For nearly a decade, East Hall Middle School has been mired in negative labels concerning its academic progress.

The skies finally began clearing Wednesday.

School officials learned that the school has made "adequate yearly progress," commonly referred to as AYP, for the first time this century, based on preliminary data.

"We look forward to making AYP next year and wiping the slate clean," said East Hall Middle’s principal, Kevin Bales.

Under the federal No Child Left Behind Act, states must evaluate schools annually and determine, based on basic-skills tests taken by students in third through eighth grades and in high school, whether they are making AYP.

Schools that don’t make adequate progress for two consecutive years are labeled as "needs improvement," but schools can shed that label after making adequate progress for two consecutive years.

East Hall Middle, which is at 4120 East Hall Road, has been a needs-improvement school for eight years.

Needs improvement schools must face a series of escalating consequences, such as allowing parents to move their child to a school not in needs improvement.

East Hall was dealing with state interventions to help put it back on track.

Preliminary numbers show that 67.4 percent of all East Hall students passed the math portion of the Criterion-Referenced Competency Tests. The required passing rate was 59.5 percent.

The federal law also requires that subgroups, or individual groups of students based on race, ethnicity and other factors, pass at the same rate.

East Hall had two subgroups, students with disabilities and English-language learners, who dropped below that rate. But they achieved "safe harbor" by making acceptable gains over the previous year.

In English/language arts, 86.5 percent of all students passed the CRCT, with the required passing rate at 73.3 percent. Again, special-needs students fell below the standard but made appropriate strides.

One concern statewide is how higher failure rates among eighth-graders on the CRCT’s math portion would affect schools in trying to make AYP.

Nearly 50,000 Georgia eighth-graders, or nearly 40 percent, failed the math part of the CRCT this year, according to preliminary estimates the state released last month.

"We had substantial gains in seventh and sixth grade, and that counteracted (lower scores in eighth grade)," Bales said. "... For all students, we’ll actually show gains in the math category this year.

"That’ll probably be an exception to the rule of what you’ll find at most middle schools."

Principals and other school officials could begin Wednesday looking at CRCT data, which will become available later to the public, after the scores are verified.

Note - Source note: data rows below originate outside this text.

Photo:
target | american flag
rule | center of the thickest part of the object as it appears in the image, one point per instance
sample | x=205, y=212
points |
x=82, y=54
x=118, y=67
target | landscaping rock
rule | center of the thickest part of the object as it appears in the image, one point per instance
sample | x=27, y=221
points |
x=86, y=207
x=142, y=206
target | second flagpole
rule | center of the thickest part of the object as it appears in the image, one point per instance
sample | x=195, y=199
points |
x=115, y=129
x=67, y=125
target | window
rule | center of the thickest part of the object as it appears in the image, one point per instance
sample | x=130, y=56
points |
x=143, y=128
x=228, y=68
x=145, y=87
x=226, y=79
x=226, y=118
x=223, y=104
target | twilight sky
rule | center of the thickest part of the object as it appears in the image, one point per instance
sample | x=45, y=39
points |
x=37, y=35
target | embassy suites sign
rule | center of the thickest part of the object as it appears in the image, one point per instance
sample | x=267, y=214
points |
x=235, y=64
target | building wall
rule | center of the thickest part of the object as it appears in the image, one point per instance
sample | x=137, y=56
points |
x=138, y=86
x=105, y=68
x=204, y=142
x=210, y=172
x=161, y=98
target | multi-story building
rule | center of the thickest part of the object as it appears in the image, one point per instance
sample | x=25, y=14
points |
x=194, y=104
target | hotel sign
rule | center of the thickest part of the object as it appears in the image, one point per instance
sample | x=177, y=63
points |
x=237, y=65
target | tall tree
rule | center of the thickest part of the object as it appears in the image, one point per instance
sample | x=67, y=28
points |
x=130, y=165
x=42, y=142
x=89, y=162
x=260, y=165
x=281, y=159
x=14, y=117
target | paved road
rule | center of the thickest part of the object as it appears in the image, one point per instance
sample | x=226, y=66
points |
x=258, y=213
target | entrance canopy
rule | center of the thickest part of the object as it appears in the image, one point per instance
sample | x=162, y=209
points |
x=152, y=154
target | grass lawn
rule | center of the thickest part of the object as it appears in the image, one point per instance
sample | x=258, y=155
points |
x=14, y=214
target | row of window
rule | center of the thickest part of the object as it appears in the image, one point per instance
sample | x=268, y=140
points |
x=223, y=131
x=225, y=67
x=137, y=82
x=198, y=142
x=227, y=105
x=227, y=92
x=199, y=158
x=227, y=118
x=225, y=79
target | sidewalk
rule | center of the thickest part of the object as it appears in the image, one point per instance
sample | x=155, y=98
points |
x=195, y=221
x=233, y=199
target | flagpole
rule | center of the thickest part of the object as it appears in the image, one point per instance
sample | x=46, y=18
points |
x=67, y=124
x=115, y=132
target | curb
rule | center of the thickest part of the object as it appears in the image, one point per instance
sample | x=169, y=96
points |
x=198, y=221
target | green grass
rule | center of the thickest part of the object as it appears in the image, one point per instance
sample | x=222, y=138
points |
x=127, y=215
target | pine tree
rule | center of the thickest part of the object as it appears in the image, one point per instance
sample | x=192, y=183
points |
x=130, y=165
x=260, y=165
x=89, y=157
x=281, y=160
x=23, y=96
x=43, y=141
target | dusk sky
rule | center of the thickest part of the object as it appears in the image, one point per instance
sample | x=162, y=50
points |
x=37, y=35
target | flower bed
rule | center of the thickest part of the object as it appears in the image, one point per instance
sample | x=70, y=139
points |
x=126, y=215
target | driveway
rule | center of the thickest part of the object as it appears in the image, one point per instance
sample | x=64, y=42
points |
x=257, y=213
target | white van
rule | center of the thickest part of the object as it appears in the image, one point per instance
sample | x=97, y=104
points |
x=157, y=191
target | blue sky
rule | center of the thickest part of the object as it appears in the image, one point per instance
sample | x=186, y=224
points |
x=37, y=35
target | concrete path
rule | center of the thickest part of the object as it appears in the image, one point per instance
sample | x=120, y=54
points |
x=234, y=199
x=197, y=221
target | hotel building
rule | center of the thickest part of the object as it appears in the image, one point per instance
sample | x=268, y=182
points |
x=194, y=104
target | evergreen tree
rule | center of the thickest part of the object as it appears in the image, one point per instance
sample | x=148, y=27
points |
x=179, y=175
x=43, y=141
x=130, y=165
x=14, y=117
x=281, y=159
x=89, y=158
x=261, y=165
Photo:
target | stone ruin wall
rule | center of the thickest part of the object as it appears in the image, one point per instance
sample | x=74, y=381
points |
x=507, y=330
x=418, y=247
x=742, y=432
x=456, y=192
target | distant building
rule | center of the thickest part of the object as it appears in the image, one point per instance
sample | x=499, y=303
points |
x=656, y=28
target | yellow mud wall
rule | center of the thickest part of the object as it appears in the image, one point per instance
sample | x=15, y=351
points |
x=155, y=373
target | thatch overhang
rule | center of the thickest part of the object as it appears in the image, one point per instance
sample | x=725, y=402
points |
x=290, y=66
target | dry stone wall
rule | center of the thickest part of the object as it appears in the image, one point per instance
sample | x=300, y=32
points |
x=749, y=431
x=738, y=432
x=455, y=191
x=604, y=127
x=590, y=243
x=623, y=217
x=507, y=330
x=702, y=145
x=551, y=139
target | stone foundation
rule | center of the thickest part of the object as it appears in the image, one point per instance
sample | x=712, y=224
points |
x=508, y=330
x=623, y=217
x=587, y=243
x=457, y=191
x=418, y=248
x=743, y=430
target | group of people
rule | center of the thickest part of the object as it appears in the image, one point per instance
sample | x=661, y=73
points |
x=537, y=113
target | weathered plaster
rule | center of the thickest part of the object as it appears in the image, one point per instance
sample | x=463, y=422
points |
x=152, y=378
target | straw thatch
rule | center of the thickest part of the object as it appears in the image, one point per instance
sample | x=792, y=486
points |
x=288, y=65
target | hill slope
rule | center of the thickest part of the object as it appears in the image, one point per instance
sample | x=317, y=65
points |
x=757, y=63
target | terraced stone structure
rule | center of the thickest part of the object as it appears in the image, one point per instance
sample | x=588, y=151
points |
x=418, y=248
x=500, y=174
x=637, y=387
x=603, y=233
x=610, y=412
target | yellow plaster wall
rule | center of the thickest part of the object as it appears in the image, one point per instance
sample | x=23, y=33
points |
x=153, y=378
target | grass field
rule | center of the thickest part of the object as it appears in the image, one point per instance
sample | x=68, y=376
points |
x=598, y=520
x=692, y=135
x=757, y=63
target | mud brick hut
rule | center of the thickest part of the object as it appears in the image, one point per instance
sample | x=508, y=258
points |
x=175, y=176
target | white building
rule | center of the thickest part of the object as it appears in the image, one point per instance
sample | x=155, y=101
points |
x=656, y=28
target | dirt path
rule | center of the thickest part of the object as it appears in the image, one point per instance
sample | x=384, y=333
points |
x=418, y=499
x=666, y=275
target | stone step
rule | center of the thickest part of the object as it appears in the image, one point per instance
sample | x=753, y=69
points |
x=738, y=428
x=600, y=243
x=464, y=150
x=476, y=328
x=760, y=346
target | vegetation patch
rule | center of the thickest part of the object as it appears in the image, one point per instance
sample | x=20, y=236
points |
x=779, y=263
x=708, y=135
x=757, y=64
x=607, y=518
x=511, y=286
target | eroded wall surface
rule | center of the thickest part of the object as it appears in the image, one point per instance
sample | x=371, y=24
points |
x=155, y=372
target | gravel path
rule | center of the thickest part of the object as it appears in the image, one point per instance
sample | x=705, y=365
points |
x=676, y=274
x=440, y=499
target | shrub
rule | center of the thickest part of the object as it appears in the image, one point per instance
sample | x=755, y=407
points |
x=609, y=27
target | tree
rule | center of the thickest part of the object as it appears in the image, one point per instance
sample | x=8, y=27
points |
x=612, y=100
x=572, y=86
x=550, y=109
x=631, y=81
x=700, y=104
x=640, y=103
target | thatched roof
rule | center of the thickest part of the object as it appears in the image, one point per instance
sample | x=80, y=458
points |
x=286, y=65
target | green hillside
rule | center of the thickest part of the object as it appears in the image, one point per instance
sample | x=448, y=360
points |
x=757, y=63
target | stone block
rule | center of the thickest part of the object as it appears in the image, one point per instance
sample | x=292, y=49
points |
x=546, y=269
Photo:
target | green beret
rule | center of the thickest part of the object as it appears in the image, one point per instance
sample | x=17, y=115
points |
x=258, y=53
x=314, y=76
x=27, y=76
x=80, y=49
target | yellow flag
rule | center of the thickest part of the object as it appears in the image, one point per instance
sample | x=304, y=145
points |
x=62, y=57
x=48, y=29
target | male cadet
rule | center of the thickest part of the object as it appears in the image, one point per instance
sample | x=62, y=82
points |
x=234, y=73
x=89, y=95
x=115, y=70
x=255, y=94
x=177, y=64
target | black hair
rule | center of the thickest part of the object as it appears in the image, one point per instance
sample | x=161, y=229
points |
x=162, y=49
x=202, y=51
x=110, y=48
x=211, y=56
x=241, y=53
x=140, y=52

Also, parents should be receiving CRCT scores for their children, said Will Schofield, superintendent for the Hall County school system.

"It will be July before the first official AYP reports are finalized," he said.

Summer school has geared up for third-graders who failed the reading portion of the CRCT and fifth-graders and eighth-graders who failed either the math or English/language arts portions, or both portions, of the CRCT.

They must pass a retest for a clear path to the next grade.

Summer school is busier this year because of the higher failure rates in math.

But, according to Bales, the state is for the first time counting eighth-graders retests toward a school’s AYP standing.

"There’ll be some adjustments to (East Hall’s data), but most of the adjustments will be positive," he said.